Question

A hydrogen atom ( mass $=1.66\times {{10}^{-27}}kg,$ ionisation potential $=13.6eV$ ), moving with a velocity of $6.24\times {{10}^{4}}m{{s}^{-1}}$ makes a completely inelastic head-on collision with another stationary hydrogen atom. Both atoms are in the ground state before collision. Up to what state either of one atom may be excited?

Answer 1

- Hint: To solve this question find the initial total kinetic energy of the system. Since, this is an inelastic collision it follows only the law of conservation of momentum. Using the law of conservation of momentum write the final velocity in terms of the initial velocity. Find the final kinetic energy and then the loss of energy of the system. This loss of energy will be equal to the energy used to excite the atom. From this we can find the excitation state of the atom.

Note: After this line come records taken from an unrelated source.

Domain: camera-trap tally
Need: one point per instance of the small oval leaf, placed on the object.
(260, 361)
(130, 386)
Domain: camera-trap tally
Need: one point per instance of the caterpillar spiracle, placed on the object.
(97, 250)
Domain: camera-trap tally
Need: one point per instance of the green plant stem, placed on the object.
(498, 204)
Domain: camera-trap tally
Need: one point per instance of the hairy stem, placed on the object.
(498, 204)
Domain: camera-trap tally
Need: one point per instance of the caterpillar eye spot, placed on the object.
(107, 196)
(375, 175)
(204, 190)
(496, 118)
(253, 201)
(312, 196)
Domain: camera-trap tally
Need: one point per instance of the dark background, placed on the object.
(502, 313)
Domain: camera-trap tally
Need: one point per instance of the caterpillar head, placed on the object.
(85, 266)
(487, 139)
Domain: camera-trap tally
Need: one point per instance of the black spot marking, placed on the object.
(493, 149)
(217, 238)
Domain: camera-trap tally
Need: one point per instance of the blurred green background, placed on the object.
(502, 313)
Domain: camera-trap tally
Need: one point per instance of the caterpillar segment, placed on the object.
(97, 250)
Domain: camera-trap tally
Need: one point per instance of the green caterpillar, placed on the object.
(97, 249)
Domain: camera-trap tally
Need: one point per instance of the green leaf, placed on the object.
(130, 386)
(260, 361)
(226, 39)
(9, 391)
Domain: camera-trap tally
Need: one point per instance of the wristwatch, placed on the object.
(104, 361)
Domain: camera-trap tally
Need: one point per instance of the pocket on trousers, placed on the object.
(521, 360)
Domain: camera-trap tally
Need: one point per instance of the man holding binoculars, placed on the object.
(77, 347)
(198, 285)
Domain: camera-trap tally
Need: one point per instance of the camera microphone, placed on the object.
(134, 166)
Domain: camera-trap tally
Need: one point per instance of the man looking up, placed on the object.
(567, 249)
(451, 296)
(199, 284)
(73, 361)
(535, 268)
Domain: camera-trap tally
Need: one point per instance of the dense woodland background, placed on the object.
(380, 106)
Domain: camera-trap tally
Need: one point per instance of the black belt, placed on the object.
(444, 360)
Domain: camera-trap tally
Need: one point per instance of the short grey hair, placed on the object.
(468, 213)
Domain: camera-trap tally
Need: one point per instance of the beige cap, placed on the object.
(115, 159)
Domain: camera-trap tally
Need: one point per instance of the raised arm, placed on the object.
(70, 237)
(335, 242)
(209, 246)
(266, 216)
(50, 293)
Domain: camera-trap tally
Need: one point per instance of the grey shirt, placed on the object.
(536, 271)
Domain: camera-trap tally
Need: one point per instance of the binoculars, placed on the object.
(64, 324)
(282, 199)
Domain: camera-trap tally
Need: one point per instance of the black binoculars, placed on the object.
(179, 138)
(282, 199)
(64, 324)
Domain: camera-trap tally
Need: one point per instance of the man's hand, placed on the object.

Complete step-by-step solution -
we are given that the mass of hydrogen is $m=1.66\times {{10}^{-27}}kg$
The velocity of the moving hydrogen atom is $v=6.24\times {{10}^{4}}m{{s}^{-1}}$
So, we can say that the initial kinetic energy of the system of the two hydrogen atoms is,
${{E}_{i}}=\dfrac{1}{2}m{{v}^{2}}$
After the inelastic collision, the two hydrogen atoms will combine to each other and the mass will be 2m.
Let the velocity of the combined system after collision will be ${{v}_{f}}$.
Applying the law of conservation of momentum on the system,
$\begin{aligned} & mv+0=2m{{v}_{f}} \\\ & {{v}_{f}}=\dfrac{v}{2} \\\ \end{aligned}$
The velocity of the final system will be $\dfrac{v}{2}$
The final kinetic energy of the system will be,
$\begin{aligned} & {{E}_{f}}=\dfrac{1}{2}\times 2m\times v_{f}^{2} \\\ & {{E}_{f}}=\dfrac{1}{2}\times 2m\times {{\left( \dfrac{v}{2} \right)}^{2}} \\\ & {{E}_{f}}=\dfrac{1}{4}m{{v}^{2}} \\\ \end{aligned}$
So, the change in energy or loss of energy of the system is,
$\begin{aligned} & \Delta E={{E}_{i}}-{{E}_{f}} \\\ & \Delta E=\dfrac{1}{2}m{{v}^{2}}-\dfrac{1}{4}m{{v}^{2}} \\\ & \Delta E=\dfrac{1}{4}m{{v}^{2}} \\\ \end{aligned}$
Putting the values of mass and velocity,
$\begin{aligned} & \Delta E=\dfrac{1}{4}\times 1.66\times {{10}^{-27}}\times {{\left( 6.24\times {{10}^{4}} \right)}^{2}} \\\ & \Delta E=16.16\times {{10}^{-19}}J \\\ \end{aligned}$
Converting into eV,
$\Delta E=\dfrac{16.16\times {{10}^{-19}}}{1.6\times {{10}^{-19}}}=10.1eV$
Now let this lost energy be used to excite the hydrogen atom to a higher excited state from ground state.
So, we can write that,
$\begin{aligned} & \Delta E=13.6\left( \dfrac{1}{{{1}^{2}}}-\dfrac{1}{n_{f}^{2}} \right) \\\ & 10.1=13.6\left( 1-\dfrac{1}{n_{f}^{2}} \right) \\\ & \left( 1-\dfrac{1}{n_{f}^{2}} \right)=\dfrac{10.1}{13.6} \\\ & \dfrac{1}{n_{f}^{2}}=1-\dfrac{10.1}{13.6} \\\ & \dfrac{1}{n_{f}^{2}}=\dfrac{3.5}{13.6} \\\ & n_{f}^{2}=3.89 \\\ & {{n}_{f}}=\sqrt{3.89} \\\ & {{n}_{f}}\approx 2 \\\ \end{aligned}$
So, the hydrogen atom will excite to the second state from the ground state.
Note: In inelastic collision only momentum of the system is conserved. If we consider an elastic collision both the momentum and kinetic energy of the system will be conserved. In inelastic collision, kinetic energy of the system does not conserve.